So are there any disadvantages or risks of using RC 212 in lieu of EC-1118 that I am not aware of? Thanks,
 
None that I know of. Some kits this past year had RC212 included so its not a big risk to use it. Just make sure to watch it and care for it like you normally would do.
 
Bart:

For me, it depends on which brand of kits that you are asking about. To the best of my knowledge, RJ Spagnols only includes EC-1118 in their kits, so I might think about swapping out the yeast in their better kits. Winexpert includes quite a variety of yeasts in their kits, so I would be less inclined to change the yeast in one of their kits. Vineco includes EC-1118 in most of their kits, but includes RC-212 in some of their better reds, so I would tend to go with their choice. Other manufacturers, I have little or no experience with.

I would not swap the yeast in the lower end kits that are mostly or all concentrate.

Steve
 
RC212 yeast is my preferred strain.

So much of the character of wine is determined by the yeast used.

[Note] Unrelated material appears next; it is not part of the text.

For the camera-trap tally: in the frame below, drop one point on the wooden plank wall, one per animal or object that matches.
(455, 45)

EC-1118 is more of a champagne "super-yeast". It is rather vigorous and strong, allowing for APVs upwards of 18%. Perfect for situations of stuck fermentation, carbonation, and high alcohal environs. EC-1118 was originally harvested from champagne fermentors in France.

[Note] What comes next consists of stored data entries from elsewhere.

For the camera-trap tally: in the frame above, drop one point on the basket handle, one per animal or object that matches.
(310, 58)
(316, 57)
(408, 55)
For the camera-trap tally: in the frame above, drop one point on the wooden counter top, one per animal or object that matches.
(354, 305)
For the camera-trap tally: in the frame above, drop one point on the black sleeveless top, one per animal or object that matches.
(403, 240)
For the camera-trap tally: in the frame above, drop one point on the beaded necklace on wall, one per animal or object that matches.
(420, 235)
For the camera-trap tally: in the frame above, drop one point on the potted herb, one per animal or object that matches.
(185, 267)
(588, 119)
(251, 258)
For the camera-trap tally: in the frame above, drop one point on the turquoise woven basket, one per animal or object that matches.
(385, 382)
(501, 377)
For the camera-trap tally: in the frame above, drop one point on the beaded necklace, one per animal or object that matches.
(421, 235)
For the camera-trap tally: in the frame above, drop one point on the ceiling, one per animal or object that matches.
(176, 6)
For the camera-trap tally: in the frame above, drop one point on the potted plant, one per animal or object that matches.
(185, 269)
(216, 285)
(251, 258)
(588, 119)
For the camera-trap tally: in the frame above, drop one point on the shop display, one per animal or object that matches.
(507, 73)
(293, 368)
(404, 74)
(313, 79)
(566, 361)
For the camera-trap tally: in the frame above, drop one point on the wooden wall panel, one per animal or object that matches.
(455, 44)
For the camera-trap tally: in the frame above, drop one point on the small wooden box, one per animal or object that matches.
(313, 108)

RC-212 is mostly intended for red wines. If imparts structure and character to a classic style "big red". RC-212 was originally harvested from fermentors in Burgandy France.

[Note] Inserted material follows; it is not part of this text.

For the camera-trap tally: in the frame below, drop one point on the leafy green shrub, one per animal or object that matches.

In my opinion, use the right tool for the right job. EC-1118 is a bit of a bull in ae china shop. If you have a concern over complete fermentation (if you are going for a high sugar/hi alcohal environment) then use ec-1118. In most other cases (for red wine), I prefer to use RC-212.
 
I just came from a meeting with RJSpagnols. We had a discussion about yeast in the kits and using a starter opposed to sprinkling the yeast. The new head vintner for RJS told us she has plans of introducing some new yeasts into certain wines in the near further no date given. She also stated that EC-1118 is used in their kits currently is it is considered a yeast that is capable of finishing the job no matter what. RC 212 and others not so much many other yeasts need to be monitored and steps taken right away when signs of yeast stress show. This takes some knowledge and practice and is easy to with some experience. Manufactures however set up kits for the first time brewer so EC 1118 gets the nod. RJS does not say not to substitute yeast in their kits you can change the profile of a wine very easily by doing this. Just keep a close watch on the ferment and have fun.You will void the warranty on the kit. Any one that makes kit wines regularly should not have an issue with this and will make a wine that suits the profile they want.